Fuller’s “History of the Worthies of England,” published posthumously in 1662, was the first comprehensive collection of English biographical sketches. It is considered the forerunner of “The Dictionary of National Biography.” Although Fuller was only eight years old when Shakespeare died, his ‘Worthies’ provides us with one of the first biographical insights into the bard. Commenting on the verbal jousts between Shakespeare and Ben Jonson, Fuller wrote “Many were the wit-combats betwixt him and Ben Jonson; which two I behold like a Spanish great Galleon and an English Man of War! Master Jonson, like the former, was built far higher in learning; solid, but slow in his performances. Shakespeare, the English Man of War, lesser in bulk but lighter in sailing, could turn with all tides and take advantage of all winds, by the quickness of his wit and invention!”

During his lifetime, Fuller was an acquaintance of Samuel Pepys. In the centuries after he died, his work was admired by Samuel Taylor Coleridge and Charles Lamb. Coleridge wrote, “Wit was the stuff and substance of Fuller’s intellect. It was the element, the earthen base, the material which he worked in; and this very circumstance has defrauded him of his due praise for the practical wisdom of the thoughts, for the beauty and variety of the truths, into which he shaped the stuff.

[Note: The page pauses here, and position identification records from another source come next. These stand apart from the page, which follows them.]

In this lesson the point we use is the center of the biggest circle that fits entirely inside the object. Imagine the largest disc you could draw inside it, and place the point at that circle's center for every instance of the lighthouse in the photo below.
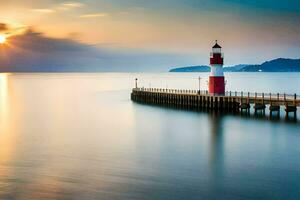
(216, 77)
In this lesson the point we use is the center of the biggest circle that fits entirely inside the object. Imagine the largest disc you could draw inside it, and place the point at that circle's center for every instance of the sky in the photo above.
(146, 35)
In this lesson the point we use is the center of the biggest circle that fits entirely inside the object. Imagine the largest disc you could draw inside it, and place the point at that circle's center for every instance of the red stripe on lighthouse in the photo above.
(217, 85)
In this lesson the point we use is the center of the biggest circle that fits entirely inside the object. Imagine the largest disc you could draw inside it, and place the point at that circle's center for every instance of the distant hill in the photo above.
(276, 65)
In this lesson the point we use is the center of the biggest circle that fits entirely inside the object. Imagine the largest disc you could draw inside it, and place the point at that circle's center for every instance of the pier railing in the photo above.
(241, 97)
(279, 96)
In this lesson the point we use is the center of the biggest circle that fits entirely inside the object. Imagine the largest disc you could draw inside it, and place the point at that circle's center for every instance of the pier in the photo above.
(229, 102)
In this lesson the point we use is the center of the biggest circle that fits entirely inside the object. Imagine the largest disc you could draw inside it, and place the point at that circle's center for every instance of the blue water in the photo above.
(78, 136)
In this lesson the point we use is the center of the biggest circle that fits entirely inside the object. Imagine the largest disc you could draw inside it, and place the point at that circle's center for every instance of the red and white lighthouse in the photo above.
(216, 77)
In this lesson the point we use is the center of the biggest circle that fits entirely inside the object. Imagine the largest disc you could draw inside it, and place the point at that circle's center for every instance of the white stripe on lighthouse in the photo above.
(216, 70)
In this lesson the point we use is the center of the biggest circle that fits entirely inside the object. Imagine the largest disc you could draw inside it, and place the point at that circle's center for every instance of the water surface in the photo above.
(78, 136)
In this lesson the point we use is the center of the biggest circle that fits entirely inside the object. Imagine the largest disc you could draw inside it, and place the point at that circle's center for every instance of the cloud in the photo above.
(43, 10)
(34, 52)
(94, 15)
(3, 27)
(72, 4)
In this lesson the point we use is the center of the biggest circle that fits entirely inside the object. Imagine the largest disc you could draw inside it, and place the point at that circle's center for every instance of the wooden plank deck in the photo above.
(238, 97)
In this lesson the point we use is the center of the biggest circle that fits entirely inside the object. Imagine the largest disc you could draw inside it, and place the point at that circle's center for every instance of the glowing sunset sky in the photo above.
(250, 31)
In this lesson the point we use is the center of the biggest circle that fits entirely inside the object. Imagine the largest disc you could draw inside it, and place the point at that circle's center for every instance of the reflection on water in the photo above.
(216, 145)
(78, 136)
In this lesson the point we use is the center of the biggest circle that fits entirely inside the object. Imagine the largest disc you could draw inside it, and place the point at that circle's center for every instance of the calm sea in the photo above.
(78, 136)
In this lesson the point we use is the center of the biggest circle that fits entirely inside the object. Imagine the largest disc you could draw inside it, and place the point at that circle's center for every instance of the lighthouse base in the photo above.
(217, 85)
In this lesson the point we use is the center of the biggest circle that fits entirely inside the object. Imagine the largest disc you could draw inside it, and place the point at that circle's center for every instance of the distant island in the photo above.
(276, 65)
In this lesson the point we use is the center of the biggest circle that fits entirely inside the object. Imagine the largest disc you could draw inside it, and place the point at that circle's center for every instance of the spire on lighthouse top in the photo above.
(217, 46)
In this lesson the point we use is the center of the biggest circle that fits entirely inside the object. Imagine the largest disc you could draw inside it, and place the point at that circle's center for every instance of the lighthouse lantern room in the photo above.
(216, 77)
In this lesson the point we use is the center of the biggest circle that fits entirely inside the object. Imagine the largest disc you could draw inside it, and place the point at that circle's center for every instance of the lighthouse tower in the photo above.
(216, 77)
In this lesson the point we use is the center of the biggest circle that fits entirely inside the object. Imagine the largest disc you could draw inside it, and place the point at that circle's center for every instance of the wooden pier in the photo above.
(229, 102)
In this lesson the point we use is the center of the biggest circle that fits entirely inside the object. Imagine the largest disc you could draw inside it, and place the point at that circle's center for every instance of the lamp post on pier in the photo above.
(136, 82)
(199, 83)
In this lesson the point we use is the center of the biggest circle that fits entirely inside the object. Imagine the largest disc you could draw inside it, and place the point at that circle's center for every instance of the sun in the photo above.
(2, 39)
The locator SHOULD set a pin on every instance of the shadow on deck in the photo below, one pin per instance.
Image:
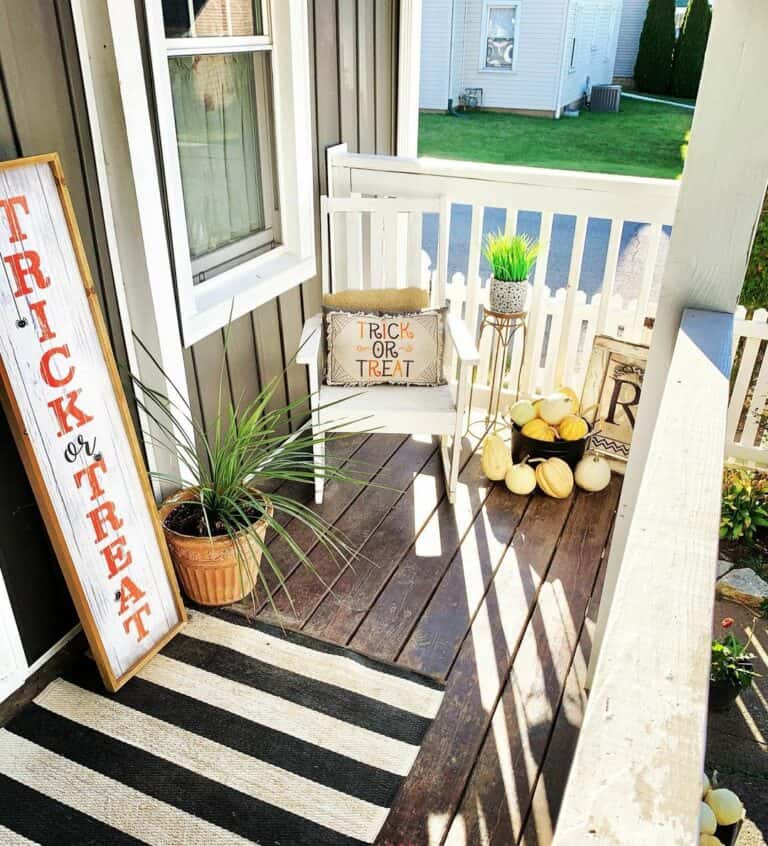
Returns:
(496, 596)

Fuller was incomparably the most sensible, the least prejudiced, great man of an age that boasted a galaxy of great men”

Fuller’s birthday was not recorded but he was baptized on June 19, 1608. In honor of his 400th birthday, The New York Times has assembled an online slide show of images from “The History of the Worthies of England” and some of his other works and invites readers to consider what relevancy they might have in the 21st Century.